Untuk kontrakan di Cibitung,  dengan ukuran kamar 3x5 m2 paling hanya Rp 200 ribu, dengan catatan kamar mandi di luar. Kebanyakan mahasiswa CWE memilih kontrak satu kamar berdua. Adapun  untuk kontrakan rumah  yang disekat  menjadi tiga, yakni  kamar, ruang tamu, dan dapur, harganya Rp 400 ribu/bulan

Murah, Meriah, dan Menguntungkan

Bagi Adeos Chandra, Program Studi Budi Daya angkatan 2008, Dadang Abdurrahman, Program Studi Management Logistik, angkatan 2008,  dan Sopiyan Pamuji, Teknologi Pengolahan, angkatan 2008 yang juga ketua Badan Eksekutif Mahasiswa (BEM), belajar di CWE ibarat   memperoleh paket hemat;  kuliah murah meriah, tapi mengungkunnya.

Adeos,  kelahiran Semarang 22 Oktober 1988, mengaku tidak sengaja  menemukan  kampus tercinta ini. Awalnya, ketika sedang mencari-cari  tempat untuk melanjutkan kuliah, kebetulan dapat informasi dari seniornya, tentang CWE.  Serta-merta  ia pun tertarik karena  ada sponsor yang siap membantunya. “Karena sponsornya sudah jelas, makanya saya ambil. Apalagi, kebetulan orang tua saya juga  dari sawit,” ujarnya.

Cerita Dadang yang lahir 17 September 1989 lain lagi.  Putera asli Bekasi ini, benar-benar awam tentang sawit. Berhubung orang tua menghendaki  kuliah yang dekat-dekat saja –rumah Dadang tak sampai 2 km dari  kampus--, akhirnya ia menemukan CWE yang  mempunyai prospek lapangan kerja yang menjanjikkan. “Sebelum saya datang sendiri ke kampus ini, jujur saya tidak percaya dengan informasi dari kakak,” cerita Dadang. Setelah melihat sendiri dan konsultas, Dadang pun yakin  dengan pilihannya, termasuk konsekuensi jika lulus  harus ditempatkan di kebun  yang umumnya di luar pula Jawa, ia pun bersedia.

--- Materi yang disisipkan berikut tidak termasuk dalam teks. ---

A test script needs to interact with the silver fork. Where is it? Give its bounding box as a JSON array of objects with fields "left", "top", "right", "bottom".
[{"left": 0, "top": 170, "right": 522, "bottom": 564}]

Sopiyan, ketua BEM yang lahir 22 Oktober 1988 merasa  beruntung  ditemukan  oleh CWE.  Pria yang berasal dari kota Semarang ini,  lulusan dari SMK N 7 jurusan  Teknik Listrik Industri ini awalnya ingin langsung bekerja. Namun, ketika CWE mealkukan seleksi di sekolahnya, ia termasuk lolos dari  25 orang yang diseleksi.

Selanjutnya, Sopiyan langsung difasilitasi dari perusahaan, sponsor penuh.  Untuk itu, ia mendapatkan rumah kontrakan berikut isinya, computer internet, serta uang saku per bulan Rp 500 ribu. Makan dari uang saku itu dikelola sendiri, sehingga  bisa hemat.

Awalnya Sopiyan mengaku  agak kaget kuliah di Cibitung, kalau dibandingkan dengan Semarang relatif lebih ramai di sana. Tapi, ia pun menyadari,  karena di sini  kebanyakan untuk industri,  ya wajar kalau sepi.  Ia pun  dapat memahami jika awalnya antara masyarakat dan mahasiswa masih belum bias hidup selaras.  “Tetapi seiring dengan banyaknya mahasiswa yang belajar di tempat ini, lingkungan juga ikut berkembang, “  ungkapnya. Bagi Sopiyan,  yang penting ia menemukan tempat belajar yang tepat.  Murah, meriah  dan menguntungkan.